A 11 journées au-dessus de Kabra, le fleuve passe au sud de Houssa, qui en est à deux journées. Quant à la marche du fleuve au-delà de ce point et à son embouchure définitive, tous les naturels avec qui j’ai conféré n’en ont aucune connaissance. Les affaires de leur commerce les conduisent rarement plus loin que les villes de Tombuctou et de Houssa et comme l’envie de gagner est le seul objet de leurs voyages ils font peu d’attention au cours des rivières et à la géographie des pays qu’ils traversent. Il est cependant très probable que le Niger fournit une communication sûre et facile à des nations très éloignées les unes des autres. Tous les gens que j’ai consultés se sont accordés à dire que plusieurs des marchands nègres qui viennent de l’est à Tombuctou et à Houssa parlent une langue différente de celle du bambara, ainsi que de celle de tous les pays connus à mes interlocuteurs. Mais ces marchands eux-mêmes ignorent, ce me semble, où se termine le Niger, car ceux d’entre eux qui parlent l’arabe expriment en termes fort vagues la prodigieuse longueur de son cours, disant seulement qu’ils croient qu’il va au bout du monde.
Les noms de plusieurs royaumes à l’est de Houssa sont familiers aux habitants du Bambara. On me montra des carquois et des flèches d’un travail très curieux, qui, me dit-on, venaient du royaume de Kassina.
Sur la rive septentrionale du Niger, à une petite distance de Silla, est le royaume de Masina, qui est habité par des Foulahs.

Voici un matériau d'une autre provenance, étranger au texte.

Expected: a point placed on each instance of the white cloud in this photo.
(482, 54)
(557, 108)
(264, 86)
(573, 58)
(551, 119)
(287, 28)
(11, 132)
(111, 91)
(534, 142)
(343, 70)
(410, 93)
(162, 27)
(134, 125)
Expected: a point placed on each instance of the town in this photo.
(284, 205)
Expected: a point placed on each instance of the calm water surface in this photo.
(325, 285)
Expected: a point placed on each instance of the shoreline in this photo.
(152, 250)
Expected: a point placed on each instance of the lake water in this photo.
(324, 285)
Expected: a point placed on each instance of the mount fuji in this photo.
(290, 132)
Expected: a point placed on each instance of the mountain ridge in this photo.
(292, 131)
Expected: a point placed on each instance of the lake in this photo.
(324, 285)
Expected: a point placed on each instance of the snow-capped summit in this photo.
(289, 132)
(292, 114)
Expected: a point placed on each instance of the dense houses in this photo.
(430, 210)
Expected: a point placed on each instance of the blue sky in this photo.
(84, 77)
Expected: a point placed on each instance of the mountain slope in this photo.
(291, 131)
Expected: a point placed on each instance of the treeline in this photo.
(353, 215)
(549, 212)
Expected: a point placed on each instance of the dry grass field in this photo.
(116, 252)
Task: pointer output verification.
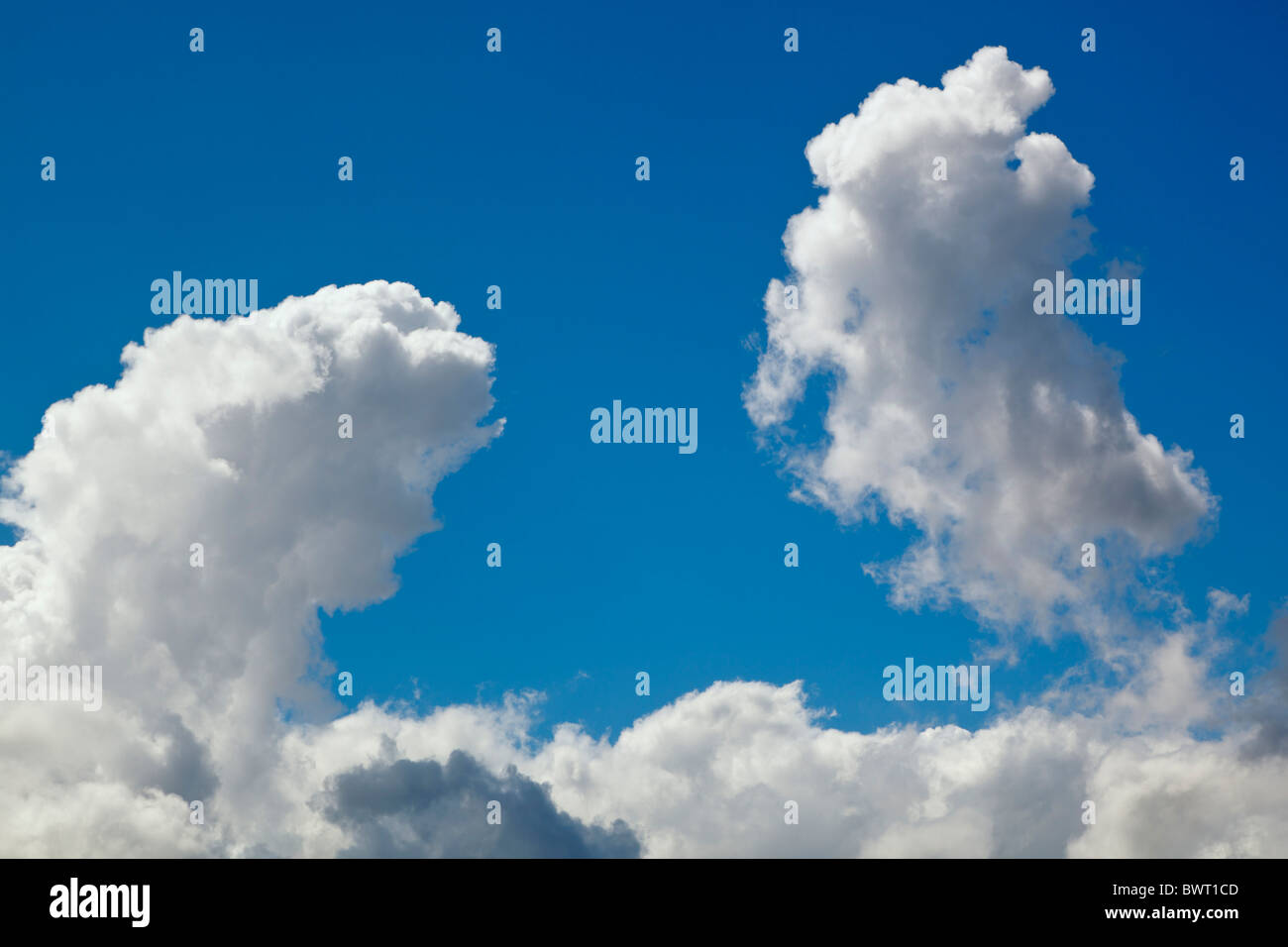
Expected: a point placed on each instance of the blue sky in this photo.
(518, 170)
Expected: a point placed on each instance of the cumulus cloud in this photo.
(222, 433)
(709, 774)
(915, 300)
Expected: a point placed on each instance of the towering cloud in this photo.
(226, 434)
(914, 300)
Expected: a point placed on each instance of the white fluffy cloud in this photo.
(224, 433)
(914, 300)
(708, 775)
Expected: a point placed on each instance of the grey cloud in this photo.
(423, 808)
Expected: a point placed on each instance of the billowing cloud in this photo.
(914, 300)
(415, 809)
(226, 434)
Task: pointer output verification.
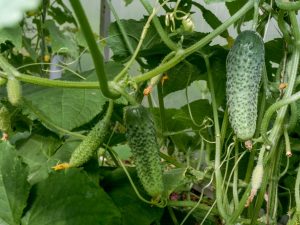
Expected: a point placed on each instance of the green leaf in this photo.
(71, 198)
(211, 19)
(127, 2)
(68, 108)
(234, 6)
(180, 76)
(12, 34)
(133, 210)
(37, 151)
(60, 42)
(133, 30)
(214, 1)
(61, 14)
(176, 179)
(14, 187)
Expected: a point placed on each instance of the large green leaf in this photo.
(67, 108)
(37, 151)
(71, 198)
(14, 188)
(133, 210)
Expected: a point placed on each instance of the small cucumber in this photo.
(142, 140)
(2, 81)
(244, 66)
(14, 91)
(92, 141)
(4, 119)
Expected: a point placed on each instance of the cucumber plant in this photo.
(203, 99)
(244, 67)
(141, 135)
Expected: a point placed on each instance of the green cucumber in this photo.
(244, 67)
(92, 141)
(142, 140)
(2, 81)
(14, 91)
(4, 119)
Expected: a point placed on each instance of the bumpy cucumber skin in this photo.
(244, 68)
(142, 140)
(91, 143)
(4, 119)
(2, 81)
(14, 91)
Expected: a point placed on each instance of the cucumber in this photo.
(244, 67)
(4, 119)
(14, 91)
(2, 81)
(141, 136)
(92, 141)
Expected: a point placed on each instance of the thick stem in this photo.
(288, 5)
(94, 50)
(52, 83)
(297, 191)
(292, 71)
(218, 175)
(163, 35)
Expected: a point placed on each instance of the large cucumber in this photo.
(142, 140)
(244, 66)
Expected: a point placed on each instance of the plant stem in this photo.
(297, 191)
(9, 69)
(219, 179)
(292, 71)
(161, 107)
(163, 35)
(295, 27)
(181, 55)
(288, 5)
(127, 96)
(143, 35)
(94, 50)
(224, 126)
(255, 15)
(123, 31)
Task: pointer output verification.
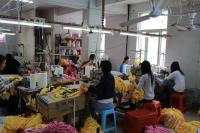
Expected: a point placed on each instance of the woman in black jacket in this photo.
(104, 91)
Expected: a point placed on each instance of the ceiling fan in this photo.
(191, 27)
(157, 11)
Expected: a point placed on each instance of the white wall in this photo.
(185, 48)
(74, 17)
(115, 46)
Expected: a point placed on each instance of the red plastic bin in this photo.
(135, 121)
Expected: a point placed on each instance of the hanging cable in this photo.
(103, 13)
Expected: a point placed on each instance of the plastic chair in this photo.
(104, 114)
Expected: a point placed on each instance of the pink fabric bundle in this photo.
(69, 76)
(156, 129)
(55, 127)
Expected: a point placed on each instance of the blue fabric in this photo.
(104, 115)
(121, 68)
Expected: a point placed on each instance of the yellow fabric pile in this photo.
(174, 119)
(171, 117)
(137, 95)
(91, 126)
(12, 123)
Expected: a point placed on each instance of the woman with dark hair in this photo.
(147, 82)
(178, 77)
(125, 62)
(90, 62)
(12, 65)
(104, 91)
(6, 85)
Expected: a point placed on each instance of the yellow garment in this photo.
(4, 130)
(137, 95)
(17, 122)
(91, 126)
(172, 118)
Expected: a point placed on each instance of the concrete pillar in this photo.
(91, 41)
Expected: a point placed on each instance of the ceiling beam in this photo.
(109, 2)
(76, 4)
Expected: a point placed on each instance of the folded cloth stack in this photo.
(156, 129)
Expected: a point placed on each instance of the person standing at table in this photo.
(90, 62)
(177, 76)
(104, 90)
(147, 82)
(6, 85)
(12, 65)
(126, 61)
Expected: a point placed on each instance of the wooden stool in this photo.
(178, 101)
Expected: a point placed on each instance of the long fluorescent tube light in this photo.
(7, 33)
(88, 30)
(132, 34)
(102, 31)
(25, 23)
(26, 1)
(76, 28)
(3, 29)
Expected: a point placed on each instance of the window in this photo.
(152, 48)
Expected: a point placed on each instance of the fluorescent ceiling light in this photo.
(25, 23)
(75, 28)
(88, 30)
(102, 31)
(7, 33)
(26, 1)
(3, 29)
(132, 34)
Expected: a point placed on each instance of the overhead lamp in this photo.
(3, 29)
(102, 31)
(88, 30)
(8, 33)
(76, 28)
(26, 1)
(133, 34)
(23, 22)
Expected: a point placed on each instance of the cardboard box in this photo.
(53, 108)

Ils y sont, ainsi qu’ailleurs, principalement pasteurs, et payent au roi de Bambara un tribut annuel pour les terres qu’ils occupent.
Au nord-est de Masina est le royaume de Tombuctou, le grand objet des recherches des Européens. La capitale de ce royaume est un des principaux marchés du grand commerce que les Maures font avec les Nègres. L’espoir d’acquérir des richesses dans ce négoce, et le zèle de ces peuples pour leur religion, ont peuplé cette grande ville de Maures et de convertis mahométans. Le roi lui-même et les principaux officiers de l’Etat sont maures (sans doute des Touaregs en l’occurence). Ils sont, dit-on, plus sévères, plus intolérants dans leurs principes qu’aucune des autres tribus maures de cette partie de l’Afrique. Un vénérable vieillard nègre m’a raconté que, lorsqu’il alla pour la première fois à Tombuctou, il prit son logement dans une espèce d’auberge publique, dont l’hôte, l’ayant conduit dans sa cabane, étendit par terre une natte ; il posa dessus une corde et dit au voyageur :
« Si vous êtes musulman, vous êtes mon ami, asseyez-vous ; mais si vous êtes un kafir vous êtes mon esclave, et avec cette corde je vous conduirai au marché. »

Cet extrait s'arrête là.